Depois de nos trazer um outro título de relativo sucesso neste género, era de esperar que a Deck 13 pegasse na sua experiência e nos trouxesse um fantástico novo RPG de acção com The Surge. Vejamos como será este título, tantas vezes já chamado de “Lords of the Fallen no futuro”.

Com tantos jogos a pegar na fórmula dos RPGs de acção da série Dark Souls, há-de chegar um dia em que este género nos vai saturar. Reparem só na quantidade de jogos que já foram lançados com estas mecânicas e depois perguntem-se se precisamos de tantos jogos para nos matar de forma avulsa. Recentemente, pensei nisto mesmo quando revi o último DLC de Nioh. É um género muito peculiar que só o “rei” Souls parece aperfeiçoar a cada título. The Surge sofre dos mesmos padecimentos dos demais jogos do género: a repetição de algo já visto. Por mais interessante ou desafiante que seja, as mecânicas e lógicas destes RPGs de acção já começam a cansar um pouco. Ou o jogo inova ou cai facilmente no esquecimento. Vejamos se um exoesqueleto chega.

Imaginem um futuro em que a nossa ambição tecnológica leva à extinção de recursos na Terra. Por essa altura, uma empresa chamada CREO decide tomar as rédeas do futuro da humanidade e levar-nos a novos horizontes. Para isso, precisa de voluntários que possam usar fatos robóticos que auxiliem nos esforços da empresa. O nosso herói Warren, confinado a uma cadeira de rodas, parece ter descoberto o emprego ideal. Só que nem tudo corre bem no processo de “vestir” o fato robótico.  O voluntário acaba “rejeitado” para eliminação. Pior, o ferro-velho para onde foi enviado está repleto de perigos e até de outros voluntários dementes e máquinas ofensivas. Agora, cabe-lhe sobreviver a um mundo hostil onde quase tudo o quer matar.

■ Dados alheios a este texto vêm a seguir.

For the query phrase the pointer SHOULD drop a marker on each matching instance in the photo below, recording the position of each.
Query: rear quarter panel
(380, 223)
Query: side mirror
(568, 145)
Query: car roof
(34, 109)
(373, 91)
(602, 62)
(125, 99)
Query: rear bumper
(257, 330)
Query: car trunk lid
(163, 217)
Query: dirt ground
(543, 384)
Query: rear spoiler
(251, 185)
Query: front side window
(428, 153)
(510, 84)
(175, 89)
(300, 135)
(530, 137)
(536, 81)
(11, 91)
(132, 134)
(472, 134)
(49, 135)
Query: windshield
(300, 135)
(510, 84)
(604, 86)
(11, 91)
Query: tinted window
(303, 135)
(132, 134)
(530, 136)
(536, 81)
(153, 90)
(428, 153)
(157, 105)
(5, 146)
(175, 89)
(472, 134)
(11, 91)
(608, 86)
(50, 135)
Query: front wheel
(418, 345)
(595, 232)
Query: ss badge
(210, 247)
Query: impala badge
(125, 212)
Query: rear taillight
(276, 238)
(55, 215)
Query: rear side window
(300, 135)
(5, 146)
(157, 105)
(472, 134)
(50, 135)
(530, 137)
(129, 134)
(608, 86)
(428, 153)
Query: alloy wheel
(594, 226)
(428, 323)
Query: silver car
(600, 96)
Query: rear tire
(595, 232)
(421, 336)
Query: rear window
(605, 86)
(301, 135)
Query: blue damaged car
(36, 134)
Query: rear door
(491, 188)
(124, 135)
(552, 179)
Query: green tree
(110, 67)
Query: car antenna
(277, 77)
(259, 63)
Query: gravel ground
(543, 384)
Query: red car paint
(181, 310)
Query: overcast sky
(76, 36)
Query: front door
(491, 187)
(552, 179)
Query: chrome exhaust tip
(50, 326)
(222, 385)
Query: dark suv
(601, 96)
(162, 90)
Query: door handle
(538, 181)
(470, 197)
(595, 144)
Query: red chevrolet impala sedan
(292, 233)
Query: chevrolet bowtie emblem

Sim, está de volta o cliché do homem que não sabe bem o que lhe aconteceu mas que, sozinho, tem de descobrir o que se passou, o que tem de fazer para sobreviver e qual o seu destino. Contudo, impressionou-me o enorme contraste do prólogo em que vemos uma Terra tecnologicamente avançada e um cidadão limitado em locomoção a tentar uma nova vida. O contraste chega ao ponto de nos obrigar a andar com a cadeira de rodas pelos trilhos de acesso a pessoas com dificuldades motoras. Depois de umas cenas de alguma violência visual, envia-nos para uma brutal fábrica decrépita repleta de perigos. É como se a produção estivesse a dizer: “acabaram as facilidades de acesso… Agora vão morrer!”.

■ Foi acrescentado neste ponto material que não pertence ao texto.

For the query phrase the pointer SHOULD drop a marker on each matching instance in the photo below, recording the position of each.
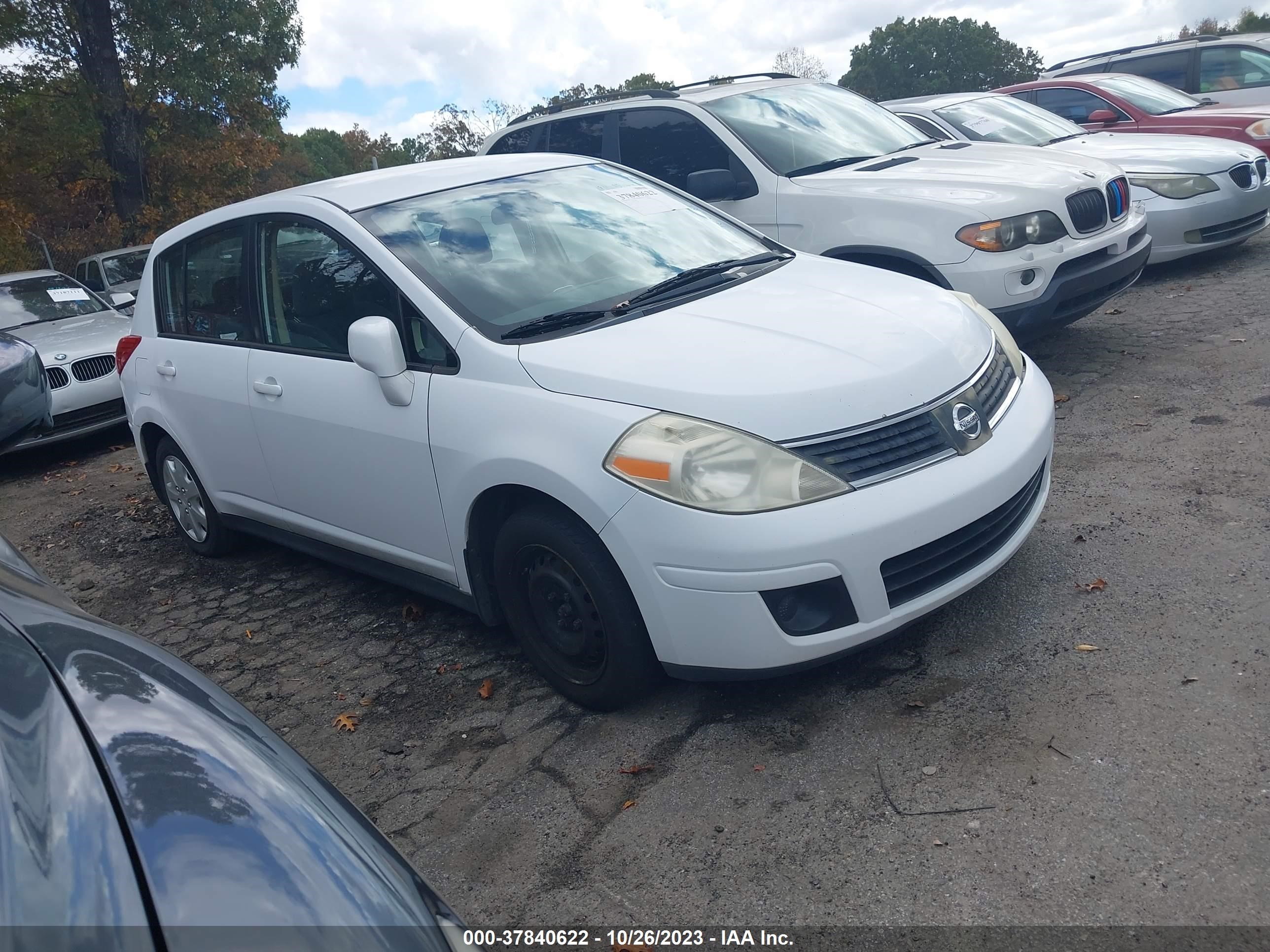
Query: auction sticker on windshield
(645, 201)
(69, 295)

E morrer é mesmo uma constante. Já deve ser famosa esta minha relação de amor/ódio com este género que decide matar-nos a cada canto, com a sombra da “permadeath” a pairar. Não existe propriamente essa morte permanente mas, de cada vez que morremos, perdemos todos os pontos que acumulámos até então. É mesmo essa a essência destes jogos e admito que é uma questão de gosto. Percorrer o mapa abrindo atalhos, mantendo as zonas de upgrade por perto para evoluir a personagem com esses pontos e repetindo zonas inúmeras vezes até decorarmos o mapa quase todo. Pelo meio, morrer muitas vezes, tentando não cometer os mesmos erros duas vezes e correndo para o recuperar tudo do corpo morto antes que o tempo acabe. É sempre a mesma mecânica.

Para quem jogou qualquer outro jogo da série Souls ou algum dos seus clones seguidores, tudo isto será, logicamente, familiar. Em vez dos acampamentos, acordamos em Centros de Operações a cada morte. Em vez de uma poção, temos um implante médico que nos cura com um pressionar de botão. Em vez de almas angariadas, acumulamos ferro-velho ou “scraps” (os tais pontos que perdemos a cada morte) para evoluir a personagem. Em vez de monstros, temos drones e outros colegas com exoesqueletos e que também “perderam um parafuso”. Então o que muda em The Surge, além da lógica nova localização e tema futuristas?

Para começar está o seu sistema único de combate. Apesar de termos à mesma duas formas de arremessar as nossas armas de combate próximo, em vez de termos um ataque leve e um ataque pesado, temos um ataque horizontal e um vertical. Ambos são limitados pela omnipresente Stamina, que também é gasta pela corrida, desvios e bloqueios que fazemos. A diferença principal é que temos de escolher uma parte do corpo do inimigo para atacar e depois golpear no ângulo correcto. Alvejando a cabeça, um golpe horizontal é mais viável, mas um braço precisa de um ataque vertical. O objectivo é decepar esse membro para o apanhar e usá-lo na nossa própria evolução. E esses membros seleccionados também podem constituir partes mais fracas da armadura dos meliantes, obviamente ajudando a eliminá-los mais depressa.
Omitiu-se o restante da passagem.